Aunque Anna Arkádevna le daba la espalda, advirtió con alegría que había adivinado su presencia. Se dio la vuelta y, al reconocerlo, se dirigió de nuevo a su marido.

—¿Cómo ha pasado usted la noche? —preguntó Vronski, saludándolos a los dos a la vez, dándole así la oportunidad a Alekséi Aleksándrovich de que lo reconociera, si lo estimaba oportuno.

—Muy bien, gracias —respondió Anna.

Su rostro parecía cansado y no se apreciaba esa animación que tan pronto se manifestaba en sus labios como en sus ojos; no obstante, al mirar a Vronski, sus ojos se iluminaron por un instante, y, aunque ese fuego se extinguió casi de inmediato, él se sintió feliz. Anna miró a su marido para ver si reconocía a Vronski. Alekséi Aleksándrovich lo contemplaba con desagrado, recordando vagamente quién era. En ese momento la serenidad y la suficiencia de Vronski chocaron, como una hoz con una piedra, con la fría altivez de Alekséi Aleksándrovich.

—El conde Vronski —dijo Anna.

—¡Ah! Me parece que nos conocemos —dijo con indiferencia Alekséi Aleksándrovich, al tiempo que le estrechaba la mano—. A la ida has viajado con la madre y a la vuelta con el hijo —añadió, recalcando cada palabra, como si les concediera un gran valor—. ¿Ha estado usted de permiso? —preguntó y, sin esperar la respuesta, se dirigió a su mujer con ese tono de burla tan suyo—: ¿Y qué? ¿Llorasteis mucho en Moscú en el momento de la despedida?

Sacando a colación esa cuestión, estaba dando a entender a Vronski que deseaba quedarse solo con su mujer; a continuación, volviéndose hacia él, se llevó la mano al sombrero. Pero Vronski se dirigió de nuevo a Anna Arkádevna:

—Espero tener el honor de hacerles una visita —dijo.

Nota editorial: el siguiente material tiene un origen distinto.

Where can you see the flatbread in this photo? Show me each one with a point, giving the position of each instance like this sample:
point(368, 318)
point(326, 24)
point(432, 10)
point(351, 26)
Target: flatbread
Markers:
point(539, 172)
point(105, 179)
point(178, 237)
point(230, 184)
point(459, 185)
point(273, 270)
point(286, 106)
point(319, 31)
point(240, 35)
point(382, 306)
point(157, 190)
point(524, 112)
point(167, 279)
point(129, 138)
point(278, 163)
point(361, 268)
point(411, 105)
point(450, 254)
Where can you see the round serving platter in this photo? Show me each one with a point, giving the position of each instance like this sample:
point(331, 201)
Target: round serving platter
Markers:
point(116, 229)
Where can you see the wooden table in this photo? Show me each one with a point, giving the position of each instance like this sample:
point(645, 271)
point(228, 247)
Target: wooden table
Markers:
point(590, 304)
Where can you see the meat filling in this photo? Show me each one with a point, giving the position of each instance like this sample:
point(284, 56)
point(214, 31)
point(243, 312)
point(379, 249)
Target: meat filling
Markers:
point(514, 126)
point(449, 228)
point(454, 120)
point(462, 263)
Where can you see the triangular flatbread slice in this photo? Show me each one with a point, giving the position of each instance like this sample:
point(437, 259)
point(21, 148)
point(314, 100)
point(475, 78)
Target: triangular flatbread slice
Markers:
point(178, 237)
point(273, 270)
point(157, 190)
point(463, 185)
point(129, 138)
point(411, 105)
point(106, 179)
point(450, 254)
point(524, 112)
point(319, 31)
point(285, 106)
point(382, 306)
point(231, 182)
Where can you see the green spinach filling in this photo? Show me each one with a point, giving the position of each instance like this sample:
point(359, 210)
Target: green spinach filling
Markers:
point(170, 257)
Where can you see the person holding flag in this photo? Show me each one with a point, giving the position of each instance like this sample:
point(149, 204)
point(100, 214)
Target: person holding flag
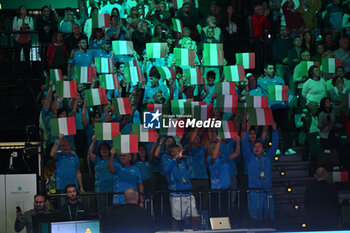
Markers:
point(260, 175)
point(279, 108)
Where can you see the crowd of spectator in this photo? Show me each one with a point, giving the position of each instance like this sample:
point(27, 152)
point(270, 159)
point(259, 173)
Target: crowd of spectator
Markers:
point(287, 33)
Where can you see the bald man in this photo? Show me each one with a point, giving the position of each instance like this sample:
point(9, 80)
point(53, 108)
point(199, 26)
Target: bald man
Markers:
point(321, 203)
point(130, 217)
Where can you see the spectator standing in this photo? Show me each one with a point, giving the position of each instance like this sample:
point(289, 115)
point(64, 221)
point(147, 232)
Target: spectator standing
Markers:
point(74, 210)
point(130, 217)
point(67, 165)
point(314, 89)
point(321, 203)
point(281, 46)
point(22, 24)
point(343, 53)
point(46, 25)
point(24, 220)
point(260, 175)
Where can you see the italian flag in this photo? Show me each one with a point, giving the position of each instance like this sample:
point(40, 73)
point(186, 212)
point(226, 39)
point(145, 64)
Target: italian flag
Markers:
point(178, 107)
point(64, 125)
point(163, 108)
point(167, 72)
point(101, 20)
point(56, 75)
point(227, 103)
point(330, 64)
point(189, 107)
point(106, 130)
point(184, 57)
point(133, 74)
point(177, 25)
point(104, 65)
point(213, 54)
point(234, 73)
point(123, 47)
point(178, 4)
point(257, 102)
point(171, 130)
point(125, 144)
point(305, 65)
point(95, 96)
point(345, 100)
point(247, 60)
point(121, 106)
point(109, 81)
point(278, 93)
point(144, 135)
point(338, 176)
point(193, 76)
point(67, 89)
point(203, 112)
point(84, 74)
point(225, 88)
point(260, 116)
point(156, 50)
point(227, 130)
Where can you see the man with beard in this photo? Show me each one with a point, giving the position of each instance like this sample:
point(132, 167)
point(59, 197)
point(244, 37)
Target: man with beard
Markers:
point(25, 220)
point(73, 210)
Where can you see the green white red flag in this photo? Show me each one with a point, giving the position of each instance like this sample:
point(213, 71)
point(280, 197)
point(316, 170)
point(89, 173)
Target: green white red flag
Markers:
point(109, 81)
point(247, 60)
point(177, 25)
point(203, 112)
point(156, 50)
point(167, 72)
point(84, 74)
point(123, 47)
point(125, 144)
point(257, 102)
point(104, 65)
point(63, 125)
point(227, 103)
point(133, 74)
point(227, 130)
point(260, 116)
point(145, 135)
point(234, 73)
point(106, 130)
point(101, 20)
point(184, 57)
point(225, 88)
point(193, 76)
point(95, 96)
point(305, 65)
point(67, 89)
point(56, 75)
point(173, 128)
point(278, 93)
point(330, 64)
point(213, 54)
point(121, 106)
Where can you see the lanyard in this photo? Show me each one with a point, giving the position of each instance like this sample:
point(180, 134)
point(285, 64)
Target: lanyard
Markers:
point(261, 166)
point(70, 213)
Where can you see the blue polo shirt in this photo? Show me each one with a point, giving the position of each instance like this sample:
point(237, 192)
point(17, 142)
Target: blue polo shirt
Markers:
point(219, 173)
point(125, 178)
point(66, 169)
point(103, 178)
point(196, 164)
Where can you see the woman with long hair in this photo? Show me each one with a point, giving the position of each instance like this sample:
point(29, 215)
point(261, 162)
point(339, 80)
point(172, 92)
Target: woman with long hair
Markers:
point(22, 23)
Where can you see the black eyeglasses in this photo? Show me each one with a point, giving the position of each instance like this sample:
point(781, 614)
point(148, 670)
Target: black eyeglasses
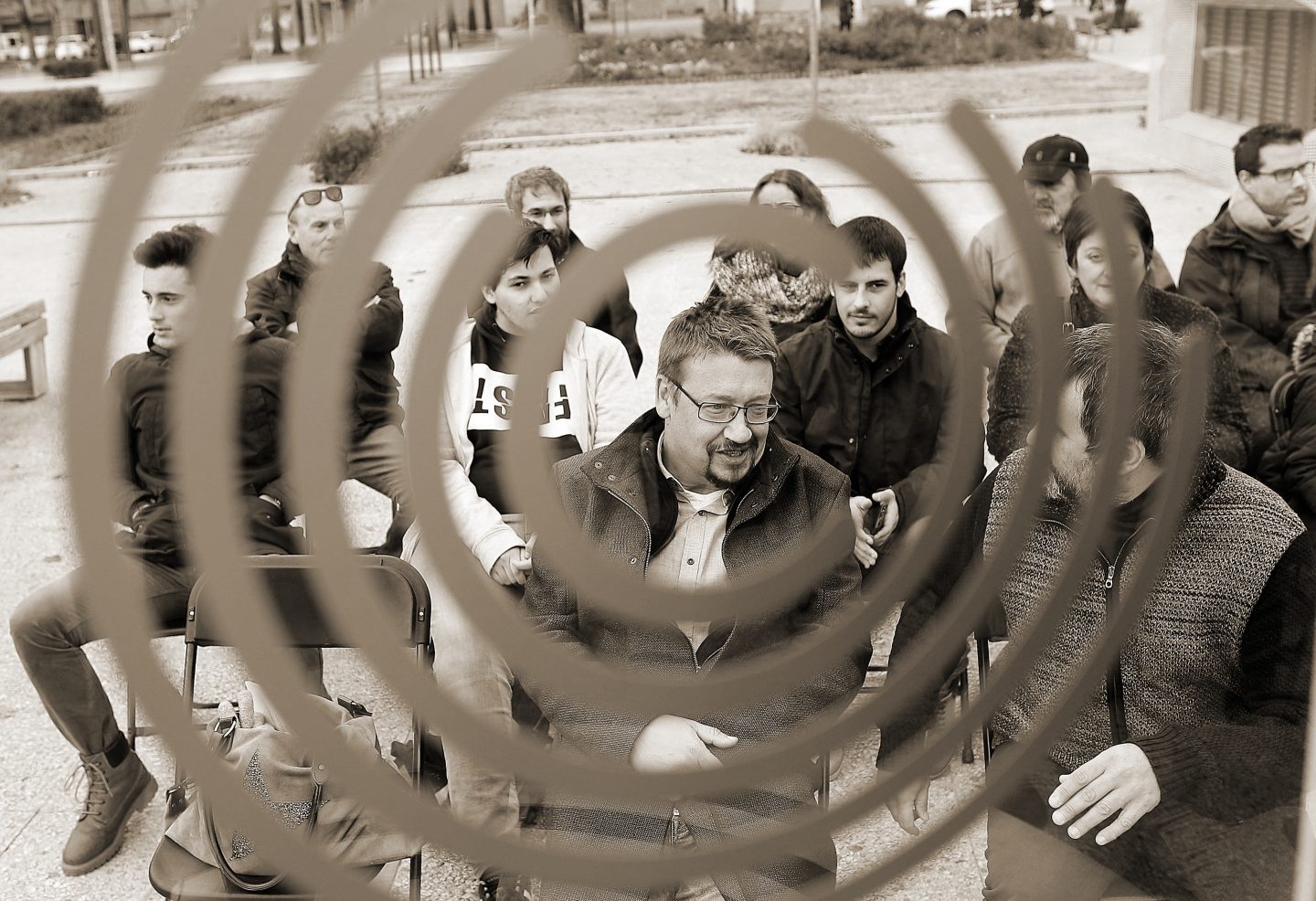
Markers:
point(718, 412)
point(314, 195)
point(1282, 175)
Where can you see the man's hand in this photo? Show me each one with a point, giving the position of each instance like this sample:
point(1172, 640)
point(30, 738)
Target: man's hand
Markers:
point(864, 551)
point(511, 567)
point(909, 805)
point(674, 743)
point(1119, 779)
point(891, 515)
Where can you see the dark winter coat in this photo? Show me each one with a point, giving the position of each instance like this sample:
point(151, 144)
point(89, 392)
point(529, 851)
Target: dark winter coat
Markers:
point(1226, 271)
point(1014, 394)
point(274, 299)
point(630, 511)
point(883, 422)
point(143, 497)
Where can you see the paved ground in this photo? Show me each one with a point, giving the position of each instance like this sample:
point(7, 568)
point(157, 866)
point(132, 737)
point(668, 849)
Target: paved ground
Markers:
point(615, 187)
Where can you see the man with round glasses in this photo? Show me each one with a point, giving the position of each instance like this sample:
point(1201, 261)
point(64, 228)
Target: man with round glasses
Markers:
point(700, 493)
point(1253, 266)
point(377, 454)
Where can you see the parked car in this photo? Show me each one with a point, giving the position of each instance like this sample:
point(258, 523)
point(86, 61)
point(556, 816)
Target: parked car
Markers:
point(145, 42)
point(962, 9)
point(71, 47)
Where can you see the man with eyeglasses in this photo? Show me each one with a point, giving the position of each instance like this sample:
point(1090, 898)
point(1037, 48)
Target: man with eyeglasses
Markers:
point(377, 451)
point(587, 401)
point(696, 493)
point(543, 199)
point(870, 391)
point(1253, 266)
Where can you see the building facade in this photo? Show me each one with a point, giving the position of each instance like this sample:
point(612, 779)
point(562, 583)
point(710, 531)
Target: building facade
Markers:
point(1226, 66)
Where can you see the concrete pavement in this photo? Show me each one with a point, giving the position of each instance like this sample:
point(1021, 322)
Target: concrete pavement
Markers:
point(615, 187)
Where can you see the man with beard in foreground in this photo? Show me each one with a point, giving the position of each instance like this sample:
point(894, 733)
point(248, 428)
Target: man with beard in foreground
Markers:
point(1181, 771)
point(1055, 173)
point(697, 493)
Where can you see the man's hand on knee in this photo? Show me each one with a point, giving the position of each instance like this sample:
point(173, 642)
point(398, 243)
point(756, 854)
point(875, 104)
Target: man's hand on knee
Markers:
point(909, 805)
point(1119, 779)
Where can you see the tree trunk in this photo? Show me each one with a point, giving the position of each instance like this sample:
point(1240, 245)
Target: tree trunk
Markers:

Alekséi Aleksándrovich miró a Vronski con sus ojos cansados.

—Con mucho gusto. Recibimos los lunes —replicó con frialdad. Luego, desentendiéndose por completo de Vronski, le dijo a su mujer, con la misma ironía de antes—: Qué suerte que haya podido disponer de media hora libre para venir a buscarte y demostrarte de ese modo mi afecto.

—No haces más que poner de relieve tu cariño, como si quisieras que lo apreciara más —contestó ella en el mismo tono burlón, escuchando involuntariamente los pasos de Vronski, que iba detrás de ellos. «¿Y a mí qué más me da?», pensó, y a continuación preguntó a su marido cómo lo había pasado Seriozha en su ausencia.

—¡Ah, de maravilla! Mariette asegura que ha sido muy bueno y… lamento decírtelo… pero no te ha echado tanto de menos como tu marido. Vuelvo a darte las gracias, cariño, por haberme regalado un día. Nuestro querido samovar se pondrá contentísima. —Llamaba «samovar» a la célebre condesa Lidia Ivánovna porque siempre se la veía acalorada y agitada—. Ha preguntado por ti. Si me permites que te dé un consejo, tendrías que visitarla hoy mismo. Ya sabes que se lo toma todo muy a pecho. Ahora, además de todas sus demás preocupaciones, está muy interesada en la reconciliación de los Oblonski.

—Ya le he escrito.

—Pero ella quiere conocer todos los detalles. Si no estás cansada, ve a verla, cariño. Bueno, Kondrati te llevará en el coche. Yo tengo que volver al Comité. Ya no tendré que comer solo —prosiguió Alekséi Aleksándrovich, esta vez en serio—. No puedes imaginarte lo acostumbrado que estoy…

Y, después de apretarle un buen rato la mano, la ayudó a subir al coche con la mejor de sus sonrisas.